23

February

Life Lessons Learned About Jealousy

Being an entrepreneur is hard work, draining, and many times frustrating. Entrepreneurs live every day thinking of making ends meet, meeting their customers' demands, and making a profit.

Entrepreneurs face different challenges every day, but living in a country like Nigeria means living on a pedal of uncertainties. If you are not scared of losing your products to scam-artists, you will be scared of theft.

And, in most recent times, entrepreneurs are scared of dying before their time. This is the reality of many young Nigerians.… 

It is very painful to watch many younger talented Nigerians dehumanised for demanding justice about what happened in  Oct 20, 2020...the lekkintollgate massacre. There aren’t social amenities to make lives comfortable in Nigeria, still you have leaders making it harder for those who are already down.

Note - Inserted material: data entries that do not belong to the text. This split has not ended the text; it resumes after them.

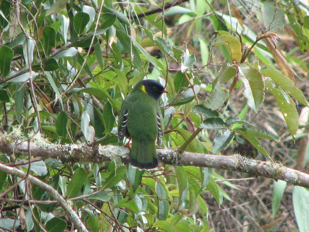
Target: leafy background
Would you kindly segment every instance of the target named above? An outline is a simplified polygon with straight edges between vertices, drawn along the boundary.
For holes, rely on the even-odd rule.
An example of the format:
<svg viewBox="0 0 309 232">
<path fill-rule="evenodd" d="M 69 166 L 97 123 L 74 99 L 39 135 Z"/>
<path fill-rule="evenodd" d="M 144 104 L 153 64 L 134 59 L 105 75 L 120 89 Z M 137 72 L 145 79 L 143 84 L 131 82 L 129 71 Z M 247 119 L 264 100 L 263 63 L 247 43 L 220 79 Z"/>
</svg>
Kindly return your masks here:
<svg viewBox="0 0 309 232">
<path fill-rule="evenodd" d="M 1 130 L 37 143 L 95 137 L 121 145 L 121 102 L 146 77 L 167 82 L 170 92 L 160 102 L 163 148 L 238 153 L 305 171 L 308 9 L 285 1 L 2 0 Z M 0 158 L 13 166 L 28 159 Z M 69 199 L 91 231 L 309 227 L 307 190 L 282 181 L 191 166 L 141 171 L 112 162 L 46 159 L 29 170 L 18 166 Z M 0 175 L 2 230 L 73 230 L 47 192 Z"/>
</svg>

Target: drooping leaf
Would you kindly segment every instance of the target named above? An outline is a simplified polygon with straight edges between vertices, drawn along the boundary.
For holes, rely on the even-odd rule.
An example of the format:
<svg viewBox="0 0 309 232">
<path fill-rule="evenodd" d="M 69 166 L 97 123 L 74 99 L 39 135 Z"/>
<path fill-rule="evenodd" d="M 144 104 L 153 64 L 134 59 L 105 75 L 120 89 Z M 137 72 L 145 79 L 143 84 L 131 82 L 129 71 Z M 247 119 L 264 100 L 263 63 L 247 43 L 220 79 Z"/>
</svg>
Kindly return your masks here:
<svg viewBox="0 0 309 232">
<path fill-rule="evenodd" d="M 48 55 L 51 53 L 52 49 L 55 48 L 56 31 L 51 27 L 45 26 L 43 28 L 42 33 L 44 37 L 43 42 L 44 50 L 45 55 Z"/>
<path fill-rule="evenodd" d="M 283 114 L 290 133 L 294 138 L 296 131 L 298 129 L 299 117 L 295 104 L 293 100 L 280 87 L 277 86 L 270 79 L 265 81 L 266 89 L 273 95 L 278 106 Z"/>
<path fill-rule="evenodd" d="M 73 23 L 74 29 L 78 34 L 80 35 L 84 32 L 86 25 L 90 20 L 90 17 L 87 13 L 79 11 L 75 15 Z"/>
<path fill-rule="evenodd" d="M 66 188 L 68 198 L 75 196 L 78 194 L 87 178 L 87 173 L 84 169 L 78 168 L 75 170 Z"/>
<path fill-rule="evenodd" d="M 226 147 L 234 137 L 235 132 L 226 130 L 222 134 L 218 134 L 214 140 L 212 151 L 215 154 L 219 153 Z"/>
<path fill-rule="evenodd" d="M 68 133 L 68 119 L 69 117 L 66 113 L 63 110 L 60 112 L 55 122 L 55 126 L 57 134 L 59 136 L 65 138 Z"/>
<path fill-rule="evenodd" d="M 14 57 L 14 53 L 8 47 L 0 47 L 0 72 L 2 77 L 6 77 L 10 72 L 11 62 Z"/>
</svg>

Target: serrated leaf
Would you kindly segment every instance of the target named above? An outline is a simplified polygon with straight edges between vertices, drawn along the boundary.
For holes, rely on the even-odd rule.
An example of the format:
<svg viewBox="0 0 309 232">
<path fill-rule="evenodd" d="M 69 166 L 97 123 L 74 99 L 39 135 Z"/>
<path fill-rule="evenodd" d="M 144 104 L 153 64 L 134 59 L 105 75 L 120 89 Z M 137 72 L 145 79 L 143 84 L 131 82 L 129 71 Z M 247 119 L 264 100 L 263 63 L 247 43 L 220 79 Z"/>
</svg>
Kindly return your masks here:
<svg viewBox="0 0 309 232">
<path fill-rule="evenodd" d="M 57 217 L 54 217 L 45 223 L 45 229 L 49 232 L 62 232 L 67 224 L 64 220 Z"/>
<path fill-rule="evenodd" d="M 240 119 L 239 118 L 235 116 L 231 116 L 229 117 L 225 120 L 225 122 L 228 125 L 233 124 L 235 123 L 240 123 L 241 124 L 246 124 L 247 125 L 254 126 L 254 124 L 252 124 L 249 121 L 243 119 Z"/>
<path fill-rule="evenodd" d="M 281 201 L 286 182 L 281 180 L 274 180 L 273 188 L 273 218 L 274 219 L 278 206 Z"/>
<path fill-rule="evenodd" d="M 42 35 L 44 37 L 43 47 L 45 52 L 45 54 L 48 55 L 51 53 L 52 49 L 55 48 L 56 47 L 55 41 L 56 31 L 51 27 L 45 26 L 43 28 L 42 33 Z"/>
<path fill-rule="evenodd" d="M 309 191 L 300 186 L 293 187 L 293 208 L 300 232 L 309 231 Z"/>
<path fill-rule="evenodd" d="M 187 103 L 189 103 L 189 102 L 190 102 L 190 101 L 192 101 L 195 98 L 195 97 L 194 96 L 188 97 L 185 97 L 184 98 L 183 98 L 180 100 L 179 100 L 175 101 L 175 102 L 172 103 L 171 104 L 170 104 L 170 105 L 171 106 L 175 106 L 176 105 L 184 105 L 185 104 L 186 104 Z"/>
<path fill-rule="evenodd" d="M 90 17 L 87 13 L 82 11 L 78 12 L 73 19 L 74 30 L 79 35 L 84 32 L 86 25 L 90 20 Z"/>
<path fill-rule="evenodd" d="M 272 133 L 265 132 L 261 131 L 257 131 L 250 128 L 237 128 L 235 130 L 235 132 L 240 134 L 246 138 L 248 136 L 261 139 L 274 140 L 279 142 L 280 138 Z"/>
<path fill-rule="evenodd" d="M 0 47 L 0 72 L 4 77 L 10 72 L 11 62 L 14 57 L 13 50 L 5 45 Z"/>
<path fill-rule="evenodd" d="M 83 168 L 78 168 L 75 170 L 66 188 L 68 198 L 73 197 L 78 194 L 87 178 L 87 173 Z"/>
<path fill-rule="evenodd" d="M 257 69 L 249 68 L 245 65 L 238 70 L 238 78 L 243 83 L 243 95 L 248 99 L 248 105 L 254 111 L 261 107 L 264 100 L 265 86 L 262 74 Z"/>
<path fill-rule="evenodd" d="M 191 110 L 193 112 L 199 114 L 202 114 L 208 117 L 218 117 L 219 113 L 216 110 L 213 110 L 207 108 L 202 104 L 196 105 Z"/>
<path fill-rule="evenodd" d="M 61 110 L 57 116 L 55 122 L 55 126 L 57 134 L 59 136 L 64 138 L 66 136 L 68 118 L 68 115 L 63 110 Z"/>
<path fill-rule="evenodd" d="M 277 70 L 269 68 L 265 69 L 262 73 L 268 76 L 287 92 L 295 97 L 296 100 L 305 105 L 309 106 L 309 104 L 306 100 L 303 92 L 296 88 L 292 80 Z"/>
<path fill-rule="evenodd" d="M 218 134 L 214 140 L 211 147 L 212 151 L 214 154 L 219 153 L 226 147 L 234 137 L 235 132 L 226 130 L 222 134 Z"/>
<path fill-rule="evenodd" d="M 226 129 L 227 127 L 227 124 L 220 117 L 207 118 L 200 125 L 200 128 L 215 130 Z"/>
<path fill-rule="evenodd" d="M 241 45 L 239 40 L 231 36 L 222 35 L 211 42 L 211 45 L 213 47 L 223 45 L 226 46 L 233 60 L 237 61 L 241 59 Z"/>
<path fill-rule="evenodd" d="M 272 93 L 283 114 L 291 136 L 294 138 L 298 129 L 299 115 L 295 104 L 291 97 L 270 79 L 265 80 L 266 89 Z"/>
<path fill-rule="evenodd" d="M 184 73 L 188 69 L 193 68 L 193 66 L 196 61 L 194 54 L 190 55 L 188 49 L 186 49 L 180 57 L 180 69 L 181 72 Z"/>
</svg>

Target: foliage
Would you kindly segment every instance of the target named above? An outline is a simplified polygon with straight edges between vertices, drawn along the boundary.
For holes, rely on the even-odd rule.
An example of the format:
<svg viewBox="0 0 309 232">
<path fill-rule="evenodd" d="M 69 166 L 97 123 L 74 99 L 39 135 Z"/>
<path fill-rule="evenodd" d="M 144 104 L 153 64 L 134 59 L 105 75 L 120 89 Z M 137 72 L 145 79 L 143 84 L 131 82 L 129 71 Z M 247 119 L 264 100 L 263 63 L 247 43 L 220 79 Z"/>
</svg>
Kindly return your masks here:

People get away with atrocities cos it’s a matter of who knows who, I rub your back, you rub mine. Talking about this is just making me feel really sad. So there’s a latest cry for justice over the death of a beautiful promising female entrepreneur in Nigeria.

life lessons learned about jealousy

Sometime in 2020, a make-up artist with a promising future was deleted in cold blood for no reason. Truly, man's heart is wicked, and only the inner eyes can discern the evil thoughts in the hearts of men. 

When I heard about the death of Ijeoma Nweke, I was sad, troubled, and scared for entrepreneurs, especially ladies. Perhaps, you’ve not listened to the tragic news about the late ijeoma.

It’s alleged that Ijeoma was having an affair with the accused’s  boyfriend. She was invited for a make-up gig, and the innocent lady never returned. 

Thinking about the incident, I realize that anyone could have been a victim, just like Ijeoma. So I want to share some life lessons learned about jealousy from the tragic story with entrepreneurs, especially ladies, to learn from.

Beyond just learning how to stay cautious as an entrepreneur, there are other lessons to learn from this tragedy. 

1. Have a standard as an entrepreneur

As much as it is not wrong to travel out of your location for a job, you must take caution, especially in a country with a high crime rate like Nigeria. You should be cautious that many wolves in sheep’s clothing can come in clients' form. Be discerning and wise. 

Entrepreneurs are not the only victims of unfortunate situations; many job seekers are innocently lured to an interview and never return home. 

When you get a job offer, especially from clients outside your location, ensure that you are wise enough to take caution. Ask the client questions to get the full address and ask others around you if they know the address given to you. 

Due to the influx of social media on entrepreneurship, you may not have your client's full details. But, do not sleepover in your client's house when you travel to their towns or cities.

Avoid eating their food by buying yours. If possible, ensure that you don’t visit clients alone. 

2. Listen to your instinct

Obeying our intuition can save us from danger and evil many times. Neglecting our instincts may cost us a lot of things, including our lives.

In Ijeoma’s case, she knew that she was in danger, at least she sensed it, and she texted one of her close friends immediately. 

Despite sending the text, she was still murdered. Sometimes, it is okay to run away from danger, especially when you suddenly become unsettled.

Look for an opportunity to get away from the place or situation. 

3. Cultivate the habit of researching about a client before working for them

This is riding on the first point. Whether you are a makeover artist, a vixen, a cinematographer, whatever you are, ensure that you cultivate the habit of researching about a client or their company.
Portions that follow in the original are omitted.